Non è certamente stato un inizio di avventura calcistica postivo per DAZN.

Durante le prime tre giornate di campionato sono emerse notevoli difficoltà per molti utenti, che in alcuni casi non sono riusciti a vedere la partita della propria squadra, o in maniera molto disturbata.

E’ arrivtata di conseguneza la perplessità da parte della Lega, con una lettera di richiamo all’emittente, oltre che da parte dei presidenti di Serie A, che pure avevano avallato la scelta di cambiare a discapito della storica Sky.
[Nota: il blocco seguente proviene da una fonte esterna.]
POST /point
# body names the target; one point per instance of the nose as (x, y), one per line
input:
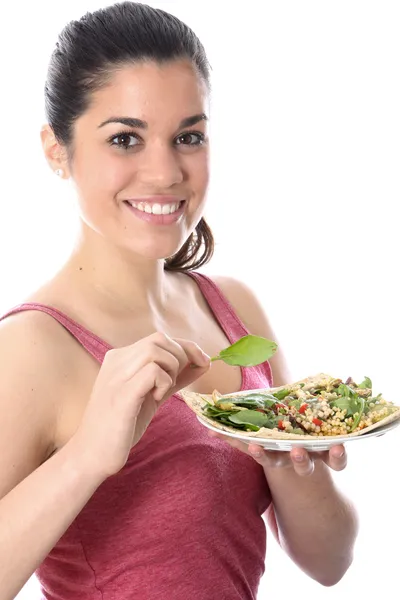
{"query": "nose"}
(160, 167)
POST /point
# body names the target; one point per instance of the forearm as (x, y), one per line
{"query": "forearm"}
(37, 512)
(317, 526)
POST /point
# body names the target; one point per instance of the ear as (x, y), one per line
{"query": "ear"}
(55, 153)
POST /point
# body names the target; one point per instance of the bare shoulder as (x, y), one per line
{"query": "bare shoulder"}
(33, 362)
(251, 311)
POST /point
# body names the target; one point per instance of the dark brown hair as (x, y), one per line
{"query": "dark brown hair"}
(87, 52)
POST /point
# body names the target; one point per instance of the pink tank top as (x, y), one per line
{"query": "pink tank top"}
(182, 520)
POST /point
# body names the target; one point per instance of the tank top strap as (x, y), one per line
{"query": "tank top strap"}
(220, 306)
(91, 342)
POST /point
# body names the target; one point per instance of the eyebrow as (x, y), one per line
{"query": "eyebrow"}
(139, 124)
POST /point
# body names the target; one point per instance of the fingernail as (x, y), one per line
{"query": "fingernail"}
(206, 358)
(257, 453)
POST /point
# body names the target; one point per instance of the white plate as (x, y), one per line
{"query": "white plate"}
(316, 445)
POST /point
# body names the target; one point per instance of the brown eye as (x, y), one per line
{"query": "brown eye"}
(190, 139)
(124, 141)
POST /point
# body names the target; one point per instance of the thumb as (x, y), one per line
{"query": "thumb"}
(188, 375)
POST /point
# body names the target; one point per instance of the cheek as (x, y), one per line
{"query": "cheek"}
(199, 172)
(102, 174)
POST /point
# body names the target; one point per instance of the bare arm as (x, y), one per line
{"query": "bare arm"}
(316, 525)
(39, 498)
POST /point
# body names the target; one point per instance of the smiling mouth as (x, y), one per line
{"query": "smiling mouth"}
(155, 208)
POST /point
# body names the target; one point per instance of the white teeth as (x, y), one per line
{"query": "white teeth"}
(156, 209)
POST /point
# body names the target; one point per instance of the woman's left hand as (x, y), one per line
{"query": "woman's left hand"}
(298, 458)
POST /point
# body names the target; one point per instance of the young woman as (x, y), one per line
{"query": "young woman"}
(110, 487)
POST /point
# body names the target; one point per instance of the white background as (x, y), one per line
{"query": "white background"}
(303, 202)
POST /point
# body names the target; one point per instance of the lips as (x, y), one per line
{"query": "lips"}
(157, 212)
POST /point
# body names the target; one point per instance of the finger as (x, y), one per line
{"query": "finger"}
(167, 361)
(337, 458)
(302, 462)
(194, 353)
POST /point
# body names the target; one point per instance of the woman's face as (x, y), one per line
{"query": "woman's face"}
(140, 160)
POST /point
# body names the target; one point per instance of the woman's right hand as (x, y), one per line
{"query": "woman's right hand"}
(132, 384)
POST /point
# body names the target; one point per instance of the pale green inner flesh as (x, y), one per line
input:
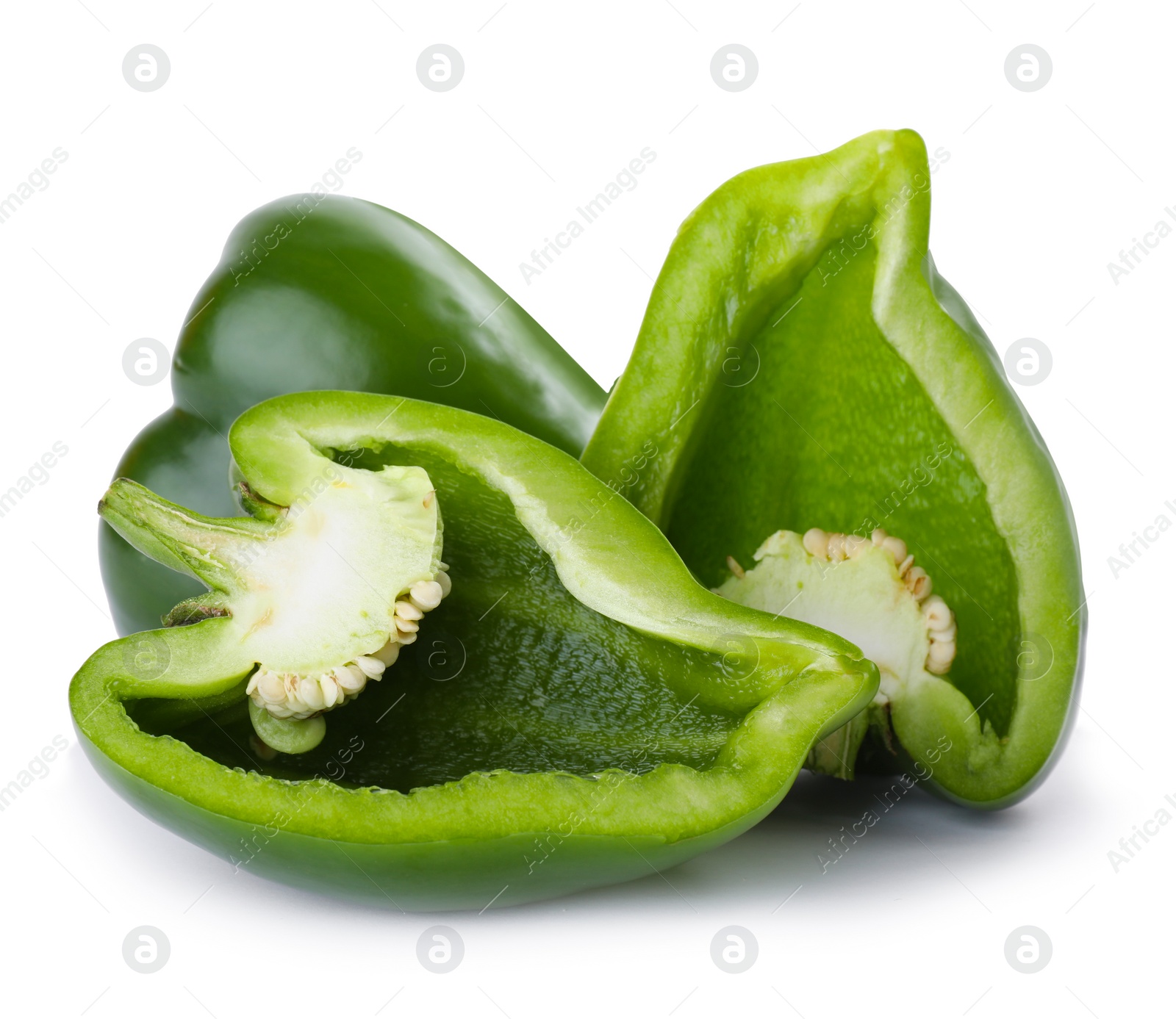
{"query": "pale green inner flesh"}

Adesso si mette in mezzo anche Agcom, con DAZN che finisce nell’occhio del ciclone per i dati sugli ascolti. Agcom ha perto infatti un’istruttoria, per quanto riguarda la modalità di rilevazione degli ascolti DAZN-Nielsen, per quanto concerne la pubblicazione dei medesimi e l’adeguamento alla legge Melandri. I numeri che sono stati messi a disposizione no nsarebbero gli stessi rilevati da Auditel, operatore che rileva i flussi di dati relativi a contenuti e pubblicità su smartphone, tablet, pc e gaming consolle.

Anche l’Upa, l’associazione utenti pubblicitari è molto sensibile su questo argomento. Potrebbe addirittura arrivare uno sciopero degli spot su DAZN, che metterebbe ancora più in difficoltà l’emittente streaming.